Firstly, "R1 14b quantized"? You mean a quantised DeepSeek-R1-Distill-Qwen-14B? That is Qwen 2.5, it is not DeepSeek v3. Surely they didn't finetune Qwen to add more censorship.
Secondly, most of the censorship is a filter added on top of the model when run through chat.deepseek.com (and I've no idea about system prompt), it is only partially due to the actual model's training data.
Also, I'd rather people didn't paste huge blocks of text into HN comments.
> Firstly, "R1 14b quantized"? You mean a quantised DeepSeek-R1-Distill-Qwen-14B? That is Qwen 2.5, it is not DeepSeek v3. Surely they didn't finetune Qwen to add more censorship.
As far as I know, the distilling process transfers 'knowledge' from the larger model to the smaller one.
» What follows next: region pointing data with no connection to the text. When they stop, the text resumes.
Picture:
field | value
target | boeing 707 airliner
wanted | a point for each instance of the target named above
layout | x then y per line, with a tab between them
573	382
I could be wrong, but clearly it is pretty easy to use this technology to distribute knowledge about Tiananmen Square.
> Secondly, most of the censorship is a filter added on top of the model when run through chat.deepseek.com (and I've no idea about system prompt), it is only partially due to the actual model's training data.
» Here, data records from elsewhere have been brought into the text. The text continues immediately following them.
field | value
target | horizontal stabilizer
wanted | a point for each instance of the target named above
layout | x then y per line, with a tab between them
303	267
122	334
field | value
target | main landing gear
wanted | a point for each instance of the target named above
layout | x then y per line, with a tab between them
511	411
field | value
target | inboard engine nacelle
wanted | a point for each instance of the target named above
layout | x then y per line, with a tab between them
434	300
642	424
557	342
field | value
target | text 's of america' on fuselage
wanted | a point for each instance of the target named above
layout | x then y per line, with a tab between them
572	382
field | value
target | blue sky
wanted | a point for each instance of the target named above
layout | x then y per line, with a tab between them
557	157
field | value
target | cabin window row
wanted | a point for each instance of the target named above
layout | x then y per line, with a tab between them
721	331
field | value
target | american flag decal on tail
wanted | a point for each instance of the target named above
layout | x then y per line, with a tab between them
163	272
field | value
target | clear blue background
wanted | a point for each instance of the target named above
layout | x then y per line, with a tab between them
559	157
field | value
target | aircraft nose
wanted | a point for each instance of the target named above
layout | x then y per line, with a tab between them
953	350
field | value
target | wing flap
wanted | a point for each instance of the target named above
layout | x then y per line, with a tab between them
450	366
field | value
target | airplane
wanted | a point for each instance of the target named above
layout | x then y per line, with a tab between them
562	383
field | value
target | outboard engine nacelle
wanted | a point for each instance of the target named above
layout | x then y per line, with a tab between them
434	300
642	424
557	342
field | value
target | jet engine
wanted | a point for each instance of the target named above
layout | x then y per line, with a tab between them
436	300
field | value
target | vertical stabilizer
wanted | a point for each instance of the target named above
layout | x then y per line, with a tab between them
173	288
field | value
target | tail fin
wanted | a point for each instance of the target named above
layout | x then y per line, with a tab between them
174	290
Great. I'm talking about the freely distributed model. This thread is about the freely distributed model. Not the hosted version of it. Anyone can put any layer of censorship in front of a hosted model. The actual open source model does not seem to be doing the censoring. Luckily you, or I, can download the original un-distilled model, and run it locally to verify that it will still talk about the same subjects. It will.
Yeah, on their oficial site it is blocked (ask anything in their chat about the events, they will just stop mid sentence unless you mask the input in some way), but I don't think this is a think intrinsic to the model (some of those censorships are, I've seen them on some videos). Censorship directly imbuilt in LLMs only work if the training data is mostly controled by the censor, those models depend heavily on english web data publicly available that is not censored (and checking all the text is not an easy feat), so it tends to just be a mix of light censorship and interface based control.
> Firstly, "R1 14b quantized"? You mean a quantised DeepSeek-R1-Distill-Qwen-14B? That is Qwen 2.5, it is not DeepSeek v3. Surely they didn't finetune Qwen to add more censorship.
Qwen is a model that is from Alibaba. The whole stack is corporate chinese.
Secondly, most of the censorship is a filter added on top of the model when run through chat.deepseek.com (and I've no idea about system prompt), it is only partially due to the actual model's training data.
Also, I'd rather people didn't paste huge blocks of text into HN comments.